His head snapped around so fast I practically heard the crick in his neck. "How'd you know that?"

I swallowed, hoping he couldn't hear my racing heart. Whatever had passed between us a moment ago had vanished like a spirit into the ether. Even if I hadn't known his family's dangerous reputation, I would have inferred it now from the intensity of his narrowed eyes and the tension coiled into his muscles.

"Lucky guess," I whispered.

I waited far too long for him to look away. He searched for something in my face—a hint of a fib? A twitch that might betray me?

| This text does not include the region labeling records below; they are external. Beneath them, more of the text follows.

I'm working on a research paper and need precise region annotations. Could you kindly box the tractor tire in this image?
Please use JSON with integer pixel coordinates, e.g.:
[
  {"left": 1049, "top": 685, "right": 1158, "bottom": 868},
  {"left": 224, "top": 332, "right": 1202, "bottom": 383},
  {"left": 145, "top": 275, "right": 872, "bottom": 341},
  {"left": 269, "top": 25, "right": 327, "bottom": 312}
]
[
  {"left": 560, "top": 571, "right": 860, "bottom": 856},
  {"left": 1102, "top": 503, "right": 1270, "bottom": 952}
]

But he finally turned away again and let out one tiny puff of something like humor. "Rumors never die, do they?"

"You're wrong anyway," I mumbled, and he looked over at me with raised eyebrows. "I took your picture the night of the accident."

His sharp laugh made me jump. "I don't think that counts, Flash. I'm still blind."

I rolled my eyes, flushing, and we fell back into silence. I counted the seconds, and when I passed sixty I couldn't take it any longer. I pushed myself to my feet and reached for my clothes.

Tilda's clothes.

It suddenly felt wrong to slip into them, but it also felt wrong to keep sitting half-naked beside Donovan's brother.

And it felt more wrong that his eyes burned into my shoulder blades, following my motions as I dressed.

"She's not worth it, you know," he said. "Whatever just happened here. She's not worth killing yourself over."

I stopped, feeling the sting of his words like a punch to the face. "She was my sister."

He stood too, uncurling himself from the dock and stepping into his jeans. The sound of his zipper split the night, much louder than it should have been.

"Did you know she got arrested once?" Ciar said, turning back around to face me as his shirt settled over his shoulders.

I folded my arms, covering the bare patch of my stomach like the cool night was the reason for my chills. "Why are you telling me this?"

"Because she wasn't perfect." He bit his lip, but he couldn't keep it from curling into a hopeless, humorless smile. "You love her, I get that. It doesn't mean you should let her destroy you."

He looked away the second he said it, cutting me off from whatever flickered in his eyes, but I still felt it. The darkness around us pressed closer, even though the moon still shone above, and suddenly it felt more like winter than the start of summer.

If he noticed too, he didn't say it. His shoulder bumped me as he brushed past, his head down and his hands deep in his pockets, and I could only watch as he started to walk back the way we'd come without another word.